A Peer to Peer test distribution system (TestBot)?

September 8th, 2008 § 7 comments

Peer-to-Peer sys­tems aren’t some­thing new. Things like Bit­tor­rent, AllMy­Data Tahoe, and oth­ers have been using it for file stor­age for some time.

Still oth­ers use the distributed-worker method­olo­gies to do work parcel­ing — they reg­is­ter with the sys­tem, and the sys­tem hands out chunks of work with­out fac­tor­ing in client speed/etc (e.g. distributed.net).
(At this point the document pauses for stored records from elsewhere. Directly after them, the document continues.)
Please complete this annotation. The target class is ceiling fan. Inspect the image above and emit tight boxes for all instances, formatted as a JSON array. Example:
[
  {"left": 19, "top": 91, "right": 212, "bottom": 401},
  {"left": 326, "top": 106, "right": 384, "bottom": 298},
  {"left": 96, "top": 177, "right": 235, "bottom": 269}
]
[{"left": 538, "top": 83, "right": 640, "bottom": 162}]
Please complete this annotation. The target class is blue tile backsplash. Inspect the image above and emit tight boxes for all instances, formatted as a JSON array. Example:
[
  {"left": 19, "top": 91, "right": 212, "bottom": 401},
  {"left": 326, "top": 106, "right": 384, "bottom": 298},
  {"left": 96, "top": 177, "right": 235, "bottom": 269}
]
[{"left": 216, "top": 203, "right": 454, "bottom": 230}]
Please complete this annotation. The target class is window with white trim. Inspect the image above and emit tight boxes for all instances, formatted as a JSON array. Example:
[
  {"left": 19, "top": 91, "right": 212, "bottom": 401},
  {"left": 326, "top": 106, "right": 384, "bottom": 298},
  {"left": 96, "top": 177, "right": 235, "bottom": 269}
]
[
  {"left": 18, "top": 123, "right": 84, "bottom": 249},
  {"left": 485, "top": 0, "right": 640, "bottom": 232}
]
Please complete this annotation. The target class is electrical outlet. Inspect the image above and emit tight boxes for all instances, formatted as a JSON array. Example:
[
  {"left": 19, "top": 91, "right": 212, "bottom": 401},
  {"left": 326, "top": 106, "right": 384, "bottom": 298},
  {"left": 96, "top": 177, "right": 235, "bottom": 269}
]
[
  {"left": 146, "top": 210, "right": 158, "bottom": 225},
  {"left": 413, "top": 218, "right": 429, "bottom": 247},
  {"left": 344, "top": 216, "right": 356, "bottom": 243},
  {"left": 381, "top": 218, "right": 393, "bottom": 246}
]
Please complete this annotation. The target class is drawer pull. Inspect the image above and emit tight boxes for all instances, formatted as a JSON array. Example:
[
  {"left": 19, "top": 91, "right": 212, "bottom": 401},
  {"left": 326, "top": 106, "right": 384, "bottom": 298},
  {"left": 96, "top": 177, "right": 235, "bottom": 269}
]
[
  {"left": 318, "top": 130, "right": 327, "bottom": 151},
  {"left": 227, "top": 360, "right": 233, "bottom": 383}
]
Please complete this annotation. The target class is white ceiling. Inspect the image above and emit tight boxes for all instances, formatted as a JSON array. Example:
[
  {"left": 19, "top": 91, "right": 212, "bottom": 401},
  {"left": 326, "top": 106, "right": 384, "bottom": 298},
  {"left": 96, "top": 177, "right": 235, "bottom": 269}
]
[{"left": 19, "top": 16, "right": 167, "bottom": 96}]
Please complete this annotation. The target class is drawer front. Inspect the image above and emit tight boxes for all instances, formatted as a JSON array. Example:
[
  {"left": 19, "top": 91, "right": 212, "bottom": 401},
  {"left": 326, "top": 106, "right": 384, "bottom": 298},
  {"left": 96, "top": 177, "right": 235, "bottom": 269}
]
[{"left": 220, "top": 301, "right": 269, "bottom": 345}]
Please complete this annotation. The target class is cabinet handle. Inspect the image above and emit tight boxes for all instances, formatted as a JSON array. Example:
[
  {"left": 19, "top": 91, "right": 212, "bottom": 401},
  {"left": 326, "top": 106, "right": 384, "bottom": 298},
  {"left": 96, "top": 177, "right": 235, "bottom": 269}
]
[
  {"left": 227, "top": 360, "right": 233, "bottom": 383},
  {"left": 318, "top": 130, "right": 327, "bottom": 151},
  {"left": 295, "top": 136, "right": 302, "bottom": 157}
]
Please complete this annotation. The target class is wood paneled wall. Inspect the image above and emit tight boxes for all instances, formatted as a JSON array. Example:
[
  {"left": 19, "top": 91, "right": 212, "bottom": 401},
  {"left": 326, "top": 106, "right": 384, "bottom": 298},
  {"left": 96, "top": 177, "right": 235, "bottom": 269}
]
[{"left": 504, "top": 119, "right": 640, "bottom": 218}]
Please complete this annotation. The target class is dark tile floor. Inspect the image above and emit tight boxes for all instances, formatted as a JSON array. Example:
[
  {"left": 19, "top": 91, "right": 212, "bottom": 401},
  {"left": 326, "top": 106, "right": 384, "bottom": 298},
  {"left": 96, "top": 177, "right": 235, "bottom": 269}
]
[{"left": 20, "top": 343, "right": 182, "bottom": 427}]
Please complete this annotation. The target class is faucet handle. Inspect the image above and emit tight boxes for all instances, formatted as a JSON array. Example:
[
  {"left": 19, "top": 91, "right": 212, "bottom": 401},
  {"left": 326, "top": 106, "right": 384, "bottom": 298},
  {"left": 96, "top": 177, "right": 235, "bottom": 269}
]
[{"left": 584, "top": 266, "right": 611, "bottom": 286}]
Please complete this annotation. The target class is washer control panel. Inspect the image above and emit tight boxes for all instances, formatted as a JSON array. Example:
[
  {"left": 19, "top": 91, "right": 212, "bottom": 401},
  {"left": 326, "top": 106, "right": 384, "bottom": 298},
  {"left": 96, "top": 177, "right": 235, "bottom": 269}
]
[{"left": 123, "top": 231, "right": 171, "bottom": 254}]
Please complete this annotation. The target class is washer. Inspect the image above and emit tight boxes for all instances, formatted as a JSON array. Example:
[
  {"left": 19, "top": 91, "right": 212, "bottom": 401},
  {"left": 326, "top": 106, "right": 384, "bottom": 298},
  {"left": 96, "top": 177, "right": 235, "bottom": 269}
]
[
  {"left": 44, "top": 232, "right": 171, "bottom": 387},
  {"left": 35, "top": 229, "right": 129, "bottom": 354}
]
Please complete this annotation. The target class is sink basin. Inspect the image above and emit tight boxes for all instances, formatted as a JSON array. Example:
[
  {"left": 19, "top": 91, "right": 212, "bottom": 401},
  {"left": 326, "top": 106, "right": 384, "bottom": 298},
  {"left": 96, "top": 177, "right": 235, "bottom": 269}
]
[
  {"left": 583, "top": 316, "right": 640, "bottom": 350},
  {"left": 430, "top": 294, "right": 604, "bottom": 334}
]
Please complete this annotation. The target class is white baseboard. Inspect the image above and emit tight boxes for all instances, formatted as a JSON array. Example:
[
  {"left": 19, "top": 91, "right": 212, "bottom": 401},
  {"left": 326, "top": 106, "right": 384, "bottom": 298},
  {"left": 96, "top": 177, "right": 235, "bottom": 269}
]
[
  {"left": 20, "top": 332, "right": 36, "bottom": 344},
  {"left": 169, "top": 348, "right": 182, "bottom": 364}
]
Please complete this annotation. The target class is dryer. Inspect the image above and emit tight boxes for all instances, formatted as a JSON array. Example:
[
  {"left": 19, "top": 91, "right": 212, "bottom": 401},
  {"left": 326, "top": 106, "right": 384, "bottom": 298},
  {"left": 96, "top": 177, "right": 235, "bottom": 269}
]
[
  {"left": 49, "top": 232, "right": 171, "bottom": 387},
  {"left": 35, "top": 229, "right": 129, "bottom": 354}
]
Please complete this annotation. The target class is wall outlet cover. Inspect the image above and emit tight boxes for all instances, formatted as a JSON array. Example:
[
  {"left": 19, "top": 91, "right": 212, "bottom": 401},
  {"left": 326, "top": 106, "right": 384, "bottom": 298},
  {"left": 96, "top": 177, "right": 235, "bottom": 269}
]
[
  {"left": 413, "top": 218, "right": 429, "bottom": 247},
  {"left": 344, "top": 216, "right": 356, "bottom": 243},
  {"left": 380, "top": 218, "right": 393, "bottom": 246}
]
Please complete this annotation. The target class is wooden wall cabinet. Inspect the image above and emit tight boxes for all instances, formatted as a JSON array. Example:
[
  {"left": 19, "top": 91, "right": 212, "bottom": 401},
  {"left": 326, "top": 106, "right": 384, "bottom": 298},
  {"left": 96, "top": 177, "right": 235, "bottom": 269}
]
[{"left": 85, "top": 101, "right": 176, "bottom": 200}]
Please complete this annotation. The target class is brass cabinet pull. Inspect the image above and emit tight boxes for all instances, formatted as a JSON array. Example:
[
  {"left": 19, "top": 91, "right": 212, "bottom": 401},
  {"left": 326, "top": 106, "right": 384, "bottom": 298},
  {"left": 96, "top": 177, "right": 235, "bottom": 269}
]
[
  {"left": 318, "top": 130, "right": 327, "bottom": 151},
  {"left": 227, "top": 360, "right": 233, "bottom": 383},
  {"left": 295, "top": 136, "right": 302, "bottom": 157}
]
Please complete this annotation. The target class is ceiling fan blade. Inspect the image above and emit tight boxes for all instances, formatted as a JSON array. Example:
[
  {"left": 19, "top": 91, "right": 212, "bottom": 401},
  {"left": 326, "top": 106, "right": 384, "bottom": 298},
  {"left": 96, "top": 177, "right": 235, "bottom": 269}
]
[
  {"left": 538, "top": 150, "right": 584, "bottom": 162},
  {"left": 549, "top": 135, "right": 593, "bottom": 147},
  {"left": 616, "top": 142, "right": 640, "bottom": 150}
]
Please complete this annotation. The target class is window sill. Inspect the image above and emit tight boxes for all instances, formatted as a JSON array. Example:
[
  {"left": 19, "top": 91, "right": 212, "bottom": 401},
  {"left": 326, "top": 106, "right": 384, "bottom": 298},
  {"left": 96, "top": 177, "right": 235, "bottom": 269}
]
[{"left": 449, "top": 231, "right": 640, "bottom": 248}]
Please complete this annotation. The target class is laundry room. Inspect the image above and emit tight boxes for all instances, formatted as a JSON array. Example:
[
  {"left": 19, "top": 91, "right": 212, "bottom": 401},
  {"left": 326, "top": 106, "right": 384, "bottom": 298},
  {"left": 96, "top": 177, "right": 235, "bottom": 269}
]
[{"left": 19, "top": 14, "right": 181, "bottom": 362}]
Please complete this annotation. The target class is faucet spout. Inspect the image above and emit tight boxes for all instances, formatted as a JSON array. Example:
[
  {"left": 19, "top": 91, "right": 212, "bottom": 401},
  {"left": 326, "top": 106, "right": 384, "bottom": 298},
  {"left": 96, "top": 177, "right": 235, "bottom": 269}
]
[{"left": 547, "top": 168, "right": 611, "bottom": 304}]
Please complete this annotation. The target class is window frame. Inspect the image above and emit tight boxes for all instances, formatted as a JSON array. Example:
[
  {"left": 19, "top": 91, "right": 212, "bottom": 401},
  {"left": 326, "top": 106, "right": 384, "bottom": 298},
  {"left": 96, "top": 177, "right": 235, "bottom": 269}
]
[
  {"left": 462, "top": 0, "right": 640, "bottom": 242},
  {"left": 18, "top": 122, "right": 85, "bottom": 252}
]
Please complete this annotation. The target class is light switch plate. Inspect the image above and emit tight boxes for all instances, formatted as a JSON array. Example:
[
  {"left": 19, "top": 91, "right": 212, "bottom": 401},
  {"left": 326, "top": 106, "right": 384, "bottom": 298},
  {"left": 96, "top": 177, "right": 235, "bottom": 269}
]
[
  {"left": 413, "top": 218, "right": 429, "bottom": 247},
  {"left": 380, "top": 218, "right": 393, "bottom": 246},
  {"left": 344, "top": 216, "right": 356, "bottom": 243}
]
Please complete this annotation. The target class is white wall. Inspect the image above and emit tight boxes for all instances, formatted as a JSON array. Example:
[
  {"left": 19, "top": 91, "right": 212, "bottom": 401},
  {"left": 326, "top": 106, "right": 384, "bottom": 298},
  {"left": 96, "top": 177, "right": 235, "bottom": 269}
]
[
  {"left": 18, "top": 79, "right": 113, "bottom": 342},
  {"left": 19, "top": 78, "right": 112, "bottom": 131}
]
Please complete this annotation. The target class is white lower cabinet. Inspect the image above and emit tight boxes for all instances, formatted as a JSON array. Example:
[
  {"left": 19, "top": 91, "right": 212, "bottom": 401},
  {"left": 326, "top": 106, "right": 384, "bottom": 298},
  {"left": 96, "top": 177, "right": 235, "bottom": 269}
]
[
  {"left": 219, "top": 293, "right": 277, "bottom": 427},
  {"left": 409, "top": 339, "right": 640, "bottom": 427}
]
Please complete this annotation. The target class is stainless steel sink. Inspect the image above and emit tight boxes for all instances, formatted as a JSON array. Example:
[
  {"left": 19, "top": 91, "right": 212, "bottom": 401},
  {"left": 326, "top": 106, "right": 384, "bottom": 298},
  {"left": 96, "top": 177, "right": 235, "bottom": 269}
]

What if you com­bined the two — you used some­thing like Bit­tor­rent which does peer-selection and allo­ca­tion intel­li­gently, with a large dis­trib­uted archi­tec­ture to man­age large scale test execution?

Let’s think about a com­mon prob­lem with test engi­neer­ing. Start with a sim­ple ver­sion — you’re design­ing a load test app, this app needs to gen­er­ate large amounts of load against a tar­get system.

In a nor­mal test envi­ron­ment in a lab — this is “easy” — you sim­ply make sure you have a lab with a bunch of clients, all on the same LAN and you run a test client from all of them that gen­er­ate load against the sys­tem under test.

Now, let’s com­pli­cate the prob­lem: You don’t have enough “same same” test clients. You may have some “close enough” but dang — they’re not on the same sub­net, or you don’t know about them. Not hav­ing enough clients in a lab is more com­mon than you’d think.

So how do you make a test that can take advan­tage of those test clients, fac­tor in their “dif­fer­ences” and still make a rel­e­vant test?

Next prob­lem. You have an appli­ca­tion you want to run a bat­tery of tests against. You don’t have a ded­i­cated client, but you have the pos­si­bil­ity of “bor­row­ing time” from some idle machines to run those tests.

The “idle machines” all have dif­fer­ent ram, CPU and are vary­ing dis­tances from the sys­tem under test on the net­work. You need to 1> Find them, 2> Fig­ure out which of the avail­able test clients is the most desir­able 3> Be able to fig­ure out the main dif­fer­ences between the clients to fac­tor them into results.

You sim­ply want the more capa­ble clients to get more of the “impor­tant” tests, and the less capa­ble ones to run the lesser tests. Just to add to it, you want them to pos­si­bly be capa­ble of being slaved to a given test to help it along (i.e. a per­for­mance or gen­er­al­ized load gen­er­a­tion test).

Get­ting back to the orig­i­nal thought about peer-to-peer sys­tems, I started con­sid­er­ing the pos­si­bil­ity of apply­ing the peer to peer paradigm/weighted selec­tion to test distribution.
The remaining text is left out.